SELECT ?p ?p1 ?genre (abs (AVG(?rating)-AVG(?ratingp1)) AS ?RDiff)
WHERE{
?p movies:hasRated ?rate.
?p1 foaf:knows ?p.
?rate movies:ratedMovie ?mov.
?rate movies:hasRating ?rating.
?mov movies:hasGenre ?genre.
?p1 movies:hasRated ?ratep1.
?ratep1 movies:ratedMovie ?movp1.
?ratep1 movies:hasRating ?ratingp1.
?movp1 movies:hasGenre ?genre.
FILTER (xsd:float(?Rdiff)<1.0 && ?p=movies:user1)
}
GROUP BY ?p ?p1 ?genre
2

There are 2 best solutions below

1
On BEST ANSWER

It's very hard to answer these kinds of questions without some sample data to work with. Here's some sample data that has two users who have similar rankings on comedy, but different rankings on romance:

@prefix : <urn:ex:>

:a :ranks [ :genre :comedy ; :value 2 ],
          [ :genre :comedy ; :value 3 ],
          [ :genre :comedy ; :value 3 ],
          [ :genre :romance ; :value 7 ],
          [ :genre :romance ; :value 8 ],
          [ :genre :romance ; :value 9 ].

:b :ranks [ :genre :comedy ; :value 3 ],
          [ :genre :comedy ; :value 3 ],
          [ :genre :comedy ; :value 4 ],
          [ :genre :romance ; :value 0 ],
          [ :genre :romance ; :value 1 ],
          [ :genre :romance ; :value 0 ].
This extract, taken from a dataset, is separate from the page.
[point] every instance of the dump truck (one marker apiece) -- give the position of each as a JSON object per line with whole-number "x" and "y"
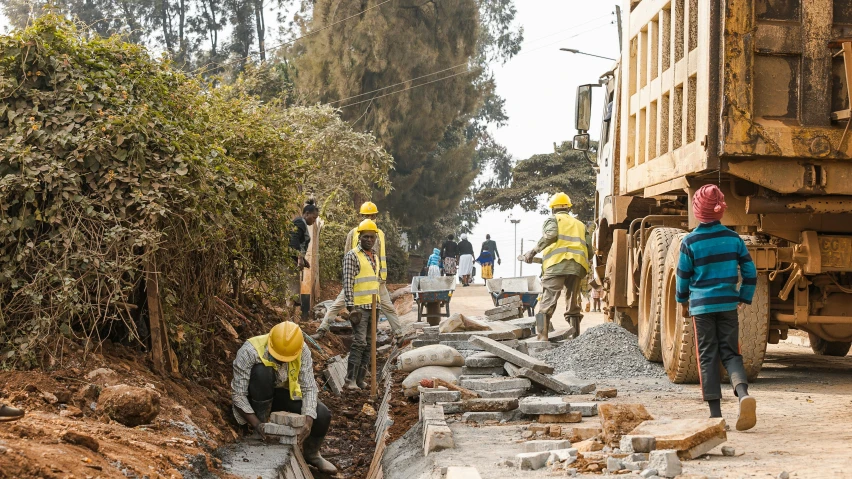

Here's a query that computes the difference of their average rankings on genres:

prefix : <urn:ex:>

select ?user1 ?user2 ?genre (abs(avg(?value1)-avg(?value2)) as ?diff) {
  ?user1 :ranks [ :genre ?genre ; :value ?value1 ].
  ?user2 :ranks [ :genre ?genre ; :value ?value2 ].
  filter (str(?user1) < str(?user2)) #-- avoid duplicate user1/user2, user2/user1 results
}
group by ?user1 ?user2 ?genre
order by ?diff
---------------------------------------------------------
| user1 | user2 | genre    | diff                       |
=========================================================
| :a    | :b    | :comedy  | 0.666666666666666666666667 |
| :a    | :b    | :romance | 7.666666666666666666666667 |
---------------------------------------------------------

Now, you can't filter on aggregate results, you have to use having, so to only take values where diff is less than some particular value, you'd do this:

prefix : <urn:ex:>

select ?user1 ?user2 ?genre (abs(avg(?value1)-avg(?value2)) as ?diff) {
  ?user1 :ranks [ :genre ?genre ; :value ?value1 ].
  ?user2 :ranks [ :genre ?genre ; :value ?value2 ].
  filter (str(?user1) < str(?user2))
}
group by ?user1 ?user2 ?genre
having (?diff < 1)
order by ?diff
--------------------------------------------------------
| user1 | user2 | genre   | diff                       |
========================================================
| :a    | :b    | :comedy | 0.666666666666666666666667 |
--------------------------------------------------------

If you don't care about the actual diff, except that it's below the threshold, you can put the expression in the having directly, and do:

select ?user1 ?user2 ?genre {
  #-- ...
}
group by ?user1 ?user2 ?genre
having (abs(avg(?value1)-avg(?value2)) < 1)
0
On

?Rdiff is not defined in the FILTER - the happens before the AS in the SELECT.

Try using HAVING which goes after the GROUP BY.